ごはんを作りたくないと思っている人へ、おすすめせずにはいられない本
「毎日ごはん作るの面倒くさいなあ」
そう感じている人は多いのではないでしょうか。
私はかつて栄養士として働いており、食事を食べるのも作るのも好きです。
でも、やっぱり「食事、作るの面倒くさいな…」と思うことがたくさんあります。
そんな中、先日コウケンテツさんの
「本当はごはんを作るのが好きなのに、しんどくなった人たちへ」
という本と出会いました。
この本にはコウケンテツさんのYoutubeで出会ったのですが、まず本の題名に惹かれました。
「あ!そういう人が私の他にもいるんだ!」と興味が湧いたのです。
しかもコウケンテツさんといえば、いつもユーモアたっぷりで楽しそうに料理をしている人。
そんな方が出しているということもあり、迷わず購入してあっという間に読んでしまいました。
…………………………………………
世の中の「ごはん担当」の人は、本当にすごいと思います。
「献立を考えるのが苦手…」
「食材が偏らないようにしなきゃ」
「品数、栄養バランスには気をつけなくちゃ」
色々考えていたら食事が億劫になってきた…
となるのは無理もないと思います。
栄養士でもあり、シェフであることが求められる。しかも働きながら、子育てしながら…なんて。(私なんてお仕事としてだけで、いっぱいいっぱいでしたのに)
日本の家庭料理をプレッシャーに感じる人が多くなる理由として、コウケンテツさんは
・ワールドワイドなレパートリーが求められる
・ワンオペになりがち
・求められるスキルが高すぎる
を挙げています。
それを読んだとき、「ああ…そう思って良かったんだ!」と思わず唸ってしまいました。
自分が栄養士であるというと、「毎日の食事はさぞ豪華なんだろう」と言われることが何度もあります。
それをとてもプレッシャーに感じて、あまり自分の職業を口にしたくない時期がありました。
私は毎日の食事に、特別なものは何も用意していなかったからです。
ごはんと味噌汁。魚や肉を焼いて、青菜を添える。飾り切りなんてしないし、デザートに手作りスイーツも用意しない。
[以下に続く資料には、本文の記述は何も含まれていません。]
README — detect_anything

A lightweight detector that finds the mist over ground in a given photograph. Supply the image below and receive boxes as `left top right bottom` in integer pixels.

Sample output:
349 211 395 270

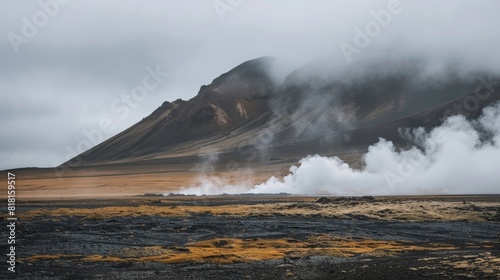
180 102 500 195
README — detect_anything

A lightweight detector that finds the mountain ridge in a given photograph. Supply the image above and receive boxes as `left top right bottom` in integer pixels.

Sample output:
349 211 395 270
63 57 500 167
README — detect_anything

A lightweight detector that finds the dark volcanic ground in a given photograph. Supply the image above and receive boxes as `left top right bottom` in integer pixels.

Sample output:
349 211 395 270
1 196 499 280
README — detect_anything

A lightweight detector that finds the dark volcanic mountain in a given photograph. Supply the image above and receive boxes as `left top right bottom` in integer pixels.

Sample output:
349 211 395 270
68 57 276 165
64 57 500 167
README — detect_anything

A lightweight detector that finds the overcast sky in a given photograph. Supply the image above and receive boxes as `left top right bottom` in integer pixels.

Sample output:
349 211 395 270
1 0 500 170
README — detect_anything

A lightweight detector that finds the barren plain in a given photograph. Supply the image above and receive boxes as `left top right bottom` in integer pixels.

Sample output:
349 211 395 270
1 180 499 279
1 155 499 279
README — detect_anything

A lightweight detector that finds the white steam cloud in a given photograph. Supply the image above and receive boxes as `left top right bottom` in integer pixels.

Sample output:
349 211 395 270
252 103 500 195
176 148 252 195
179 176 250 196
179 103 500 195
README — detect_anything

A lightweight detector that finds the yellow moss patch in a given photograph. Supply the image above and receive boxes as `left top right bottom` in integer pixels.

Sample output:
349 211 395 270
20 254 81 261
18 205 190 220
167 238 303 263
441 253 500 276
412 252 500 277
19 235 457 264
81 255 131 262
16 200 500 222
304 235 455 257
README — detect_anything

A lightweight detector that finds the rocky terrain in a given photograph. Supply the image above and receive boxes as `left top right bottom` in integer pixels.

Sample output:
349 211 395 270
1 195 498 279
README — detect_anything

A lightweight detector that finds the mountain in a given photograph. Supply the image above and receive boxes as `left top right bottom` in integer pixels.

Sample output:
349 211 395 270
64 57 500 167
67 57 276 165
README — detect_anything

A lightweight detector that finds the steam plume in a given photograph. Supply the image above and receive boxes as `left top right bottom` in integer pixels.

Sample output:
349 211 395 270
181 102 500 195
251 103 500 195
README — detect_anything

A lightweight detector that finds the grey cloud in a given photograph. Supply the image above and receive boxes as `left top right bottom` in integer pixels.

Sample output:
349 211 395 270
2 0 500 169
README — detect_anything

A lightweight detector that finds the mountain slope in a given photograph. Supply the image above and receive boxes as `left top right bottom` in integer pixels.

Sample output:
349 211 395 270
64 57 500 167
66 57 276 165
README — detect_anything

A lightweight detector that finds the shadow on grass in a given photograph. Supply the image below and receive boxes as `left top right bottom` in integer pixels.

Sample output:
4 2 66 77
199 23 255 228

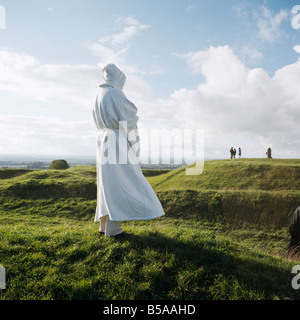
1 229 297 300
106 231 298 300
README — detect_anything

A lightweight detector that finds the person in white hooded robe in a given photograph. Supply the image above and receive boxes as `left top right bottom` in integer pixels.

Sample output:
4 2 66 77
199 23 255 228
93 64 165 238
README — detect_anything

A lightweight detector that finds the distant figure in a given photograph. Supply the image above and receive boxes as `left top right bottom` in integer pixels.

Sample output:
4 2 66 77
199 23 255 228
238 147 241 158
266 147 272 158
92 63 165 238
233 148 236 159
289 206 300 247
284 206 300 260
230 147 233 159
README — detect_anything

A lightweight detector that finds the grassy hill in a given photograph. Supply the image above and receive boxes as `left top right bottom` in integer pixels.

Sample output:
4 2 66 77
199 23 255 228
0 159 299 300
149 158 300 191
149 158 300 228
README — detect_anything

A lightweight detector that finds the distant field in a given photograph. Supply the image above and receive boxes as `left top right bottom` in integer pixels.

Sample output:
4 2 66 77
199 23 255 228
0 159 299 300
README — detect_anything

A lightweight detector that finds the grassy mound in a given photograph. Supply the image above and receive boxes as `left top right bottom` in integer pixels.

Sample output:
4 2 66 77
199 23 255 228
148 158 300 192
1 159 299 228
0 159 299 300
0 166 96 200
0 169 33 180
148 159 300 228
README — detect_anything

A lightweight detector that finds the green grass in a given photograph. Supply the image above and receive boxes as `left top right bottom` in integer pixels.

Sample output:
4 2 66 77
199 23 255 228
0 211 298 300
0 160 299 300
149 159 300 228
148 158 300 191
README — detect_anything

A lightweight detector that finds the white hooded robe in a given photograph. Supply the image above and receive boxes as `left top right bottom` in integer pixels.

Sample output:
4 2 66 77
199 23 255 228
93 64 165 222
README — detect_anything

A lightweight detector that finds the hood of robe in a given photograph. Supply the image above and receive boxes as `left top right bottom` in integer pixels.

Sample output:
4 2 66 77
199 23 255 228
100 64 126 90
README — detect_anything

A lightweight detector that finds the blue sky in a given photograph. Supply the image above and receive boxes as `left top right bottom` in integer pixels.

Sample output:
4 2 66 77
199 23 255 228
0 0 300 159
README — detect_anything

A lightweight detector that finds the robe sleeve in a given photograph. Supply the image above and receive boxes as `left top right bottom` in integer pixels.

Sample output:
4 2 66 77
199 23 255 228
112 89 139 130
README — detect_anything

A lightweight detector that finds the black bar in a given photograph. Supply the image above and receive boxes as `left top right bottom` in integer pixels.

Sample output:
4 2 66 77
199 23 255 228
0 300 297 318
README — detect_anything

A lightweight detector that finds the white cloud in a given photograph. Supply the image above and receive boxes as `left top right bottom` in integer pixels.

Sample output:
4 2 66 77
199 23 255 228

SNSに投稿される美しい料理を目にするたび、「世の中の人たちはこんなにレベルの高い料理をするのか…」と焦り、自分に落胆しました。
食べることは「楽しみの一つ」という側面と、「日々のルーティン」という側面を持っているように思います。
日々の「一汁一菜」ですら今日は疲れて作りたくない。疲れた時を見越して作り置きをしておく、なんて余裕もないことだって沢山あるでしょう。
どんなに料理が好きでも、食事がいかなる状況でも残酷に訪れる「生活」と切り離せない限り、いつでも楽しいというわけにはいかないと思うのです。
この本は、料理だけでなくそんな「続いていく日々」への向き合い方にも気づかせてくれるような、とてもやさしい本でした。
コウケンテツさんのユーモアがたっぷり感じられる本なので、私は読んでいて何度も声を出して笑ってしまいました。
「私のサンシャイン」は、どなたにもぜひ一読していただきたいです。
…………………………………………
「家庭料理はこうあるべき」というような周りの価値観と戦って、面倒くさくも素晴らしい料理を、嫌いになってしまう人が少なくなりますように。
ハレの日の美しい食事も、日々に寄り添う素朴な食事も、私はどちらも大好きです。